Friday, February 13, 2009

The Killing Fields

'As I heard these horrific stories of torture and suffering, I
could not help but look around me at the lush countryside
and imagine the hell it must have been just thirty years ago.'
-- Annie Gell





About 14 km outside of Phnom Penh is a quiet place with horrific memories. Choeung Ek, or the 'Killing Fields' is a mass graveyard, one of thousands of similar sites in Cambodia. According to Yale University's Cambodia Genocide Program, from 1975 to 1979 the Khmer Rouge were responsible for the deaths of 1.7 million Cambodians or 21 percent of the population. Choeung Ek is particularly notorious because of its link to Toul Sleng (S-21) in downtown Phnom Penh. It was here that 12 000 tortured men, women and children were bought, most still alive, to be bludgeoned ( to save bullets ) and buried in graves they were forced to dig themselves. They were driven out blindfolded, in trucks under the cover of the enveloping darkness that an absence of electricity creates. They must have been petrified.



In the decade immediately following the toppling of the Khmer Rouge, many national and local-level memorials were constructed throughout Cambodia. Some are stupas, some just piles of skulls and bones. The 62 meter tall stupa at Choeung Ek, built in 1988, holds nearly 9 thousand skulls, dug out of their graves behind and carefully laid on glass shelves that go all the way to the top. Underneath is a pile of rags, some of the victims clothing.












Choeung Ek probably the most well known of the memorial sites (due to it's proximity to Phnom Penh) and certainly boasts the largest stupa but the brutality it has witnessed is by no means the most extreme. Nayan Chanda, a journalist with the Far Eastern Economic Review, described as ‘an obscene carpet of bones’, the remains of up to 100 thousand bodies, were found beneath mango trees in the Provence of Kampong Cham.









The guide books suggest seeing Toul Sleng and then making the trip out to 'The Killing Fields' but we were emotionally worn out after visiting Toul Sleng just after we arrived in Cambodia. We made our trip to Choeung Ek with my parents who had visited Toul Sleng a few days before. The sign at the ticket kiosk asks for quiet and it is so quiet you can almost hear the sun on the grass. We took our shoes off and walked up the cool tile steps of the stupa. Standing at the foot of the memorial is a powerful thing. The skull stacked shelves, arranged in age and gender, seem to reach the sky. So many people ... a lot with huge holes smashed into their skulls. The sign says ‘would you please show your respect to many million people who were killed under the genocidal Pol Pot regime’ but it was hard to feel respect over a profound sense of sadness that threatened to spill down my cheeks.

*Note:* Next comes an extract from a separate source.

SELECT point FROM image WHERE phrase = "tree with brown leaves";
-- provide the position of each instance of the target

We walked around the sunken holes left after the bones were exhumed being careful to stick to the worn paths. Bones still lie in the ground and are set to remain untouched after the government sold the site in 2005 to a Japanese company on condition no more exhumations were to be undertaken. It is sad that the Cambodian people have lost control of one of their memorial sites but in direct contrast to the delapidated and seriously underfunded Toul Sleng, Choeung Ek is clean and well maintained. The integrity of the place seems to be intact.






'Mass grave of more than 100 victims, children and women, whose majority were naked', 'Mass grave of 166 victims without heads' and 'Mass grave of 450 victims'. Bits of clothing are visible still half buried in the dirt.
Another sign under a tree reads 'Killing tree against which executioners killed children.'



On January 27 2005 World leaders and Holocaust survivors gathered at Auschwitz to commerorate its liberation. More than a million people, the majority
Jews, died there between 1940 and 1945. During the session Secretary-General
Kofi Annan said, ‘Such an evil must never be allowed to happen again.’
Holocaust survivor and Nobel Prize winner Elie Wiesel told the special session, ‘In those times those who were in the death camps felt not only tortured and murdered by the enemy, but also tortured and murdered by what they considered to be the world’s silence and indifference,’ Later in a debate on the British Broadcasting Corporation website Wiesel said he feared that the lessons have already been lost. ‘If the world had listened we may have prevented Darfur,
Cambodia, Bosnia, and naturally Rwanda' some 30 years later. Today the world sits while thousands are still being killed in the Sudan, Darfur and most recently in Gaza.

Isnt it time we learned to respect each others differences, heeded the lessons of siblings and learned to get along?

Isnt it time it all stopped?



'If justice has not been sought, the piled-up bones should not be
cremated. Proper cremation is not enough for the victims, for
their spirits will not be in a peaceful state unless justice is found.